Und man mag sich ausmalen, welche Perlen zivilisatorischer Harmonie daraus erwachsen werden: Junggesellenabschiede mit echten Handgranaten, Management-Seminare mit Scharfschützen-Training und romantische Picknicks, bei denen die Panzerabwehrrakete gleich griffbereit liegt. Man stelle sich nur die Hochzeiten der Zukunft vor: Der Brautvater hält keine langweilige Rede mehr, sondern feuert zur Feier des Tages ein paar Salven gen Himmel.
Ein bisschen Vergangenheit hat noch niemandem geschadet
Vielleicht wird Polen damit sogar zum Trendsetter in Europa.
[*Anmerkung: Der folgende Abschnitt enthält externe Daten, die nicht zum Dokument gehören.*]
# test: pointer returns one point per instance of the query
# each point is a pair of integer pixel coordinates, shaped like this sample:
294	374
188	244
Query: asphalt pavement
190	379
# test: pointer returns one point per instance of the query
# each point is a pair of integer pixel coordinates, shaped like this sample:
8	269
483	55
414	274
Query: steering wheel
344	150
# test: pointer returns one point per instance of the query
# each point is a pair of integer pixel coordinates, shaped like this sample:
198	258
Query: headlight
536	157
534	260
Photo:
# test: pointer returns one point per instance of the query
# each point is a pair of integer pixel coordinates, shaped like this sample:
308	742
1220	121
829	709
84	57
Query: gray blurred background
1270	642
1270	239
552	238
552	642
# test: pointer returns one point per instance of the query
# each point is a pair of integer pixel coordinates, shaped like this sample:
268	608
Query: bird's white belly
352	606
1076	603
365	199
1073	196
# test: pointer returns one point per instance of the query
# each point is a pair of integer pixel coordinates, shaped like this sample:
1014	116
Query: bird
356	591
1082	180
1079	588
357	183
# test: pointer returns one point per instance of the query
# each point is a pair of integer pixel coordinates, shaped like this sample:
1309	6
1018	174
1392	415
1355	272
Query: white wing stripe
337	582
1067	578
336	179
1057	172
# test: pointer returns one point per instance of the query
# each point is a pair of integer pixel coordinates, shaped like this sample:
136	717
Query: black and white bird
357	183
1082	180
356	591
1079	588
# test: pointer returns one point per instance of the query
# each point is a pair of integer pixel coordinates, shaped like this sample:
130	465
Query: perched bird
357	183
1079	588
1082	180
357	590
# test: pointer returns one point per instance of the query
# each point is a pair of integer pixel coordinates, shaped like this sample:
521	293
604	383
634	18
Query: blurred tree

Frankreich könnte seine Fremdenlegion zum Pflichtprogramm für Schulabgänger machen, Deutschland den Pazifismus offiziell abschaffen und Finnland seine Wehrpflicht auf Touristen ausweiten. Schließlich muss sich der alte Kontinent gegen eine zunehmend unsichere Welt wappnen. Und wer könnte das besser als Nationen, die bereits historisch bewiesen haben, dass Krieg eine wunderbare Möglichkeit ist, die Bevölkerungsdichte langfristig zu reduzieren?
Man könnte fast meinen, die Menschheit sei auf dem besten Wege, sich selbst ad absurdum zu führen. Doch wer braucht schon Humanismus, wenn es Landminen gibt? Und so schreiten wir entschlossen voran – zurück in eine Zukunft, die so aussieht wie das dunkle Kapitel, das wir eigentlich schon geschlossen hatten.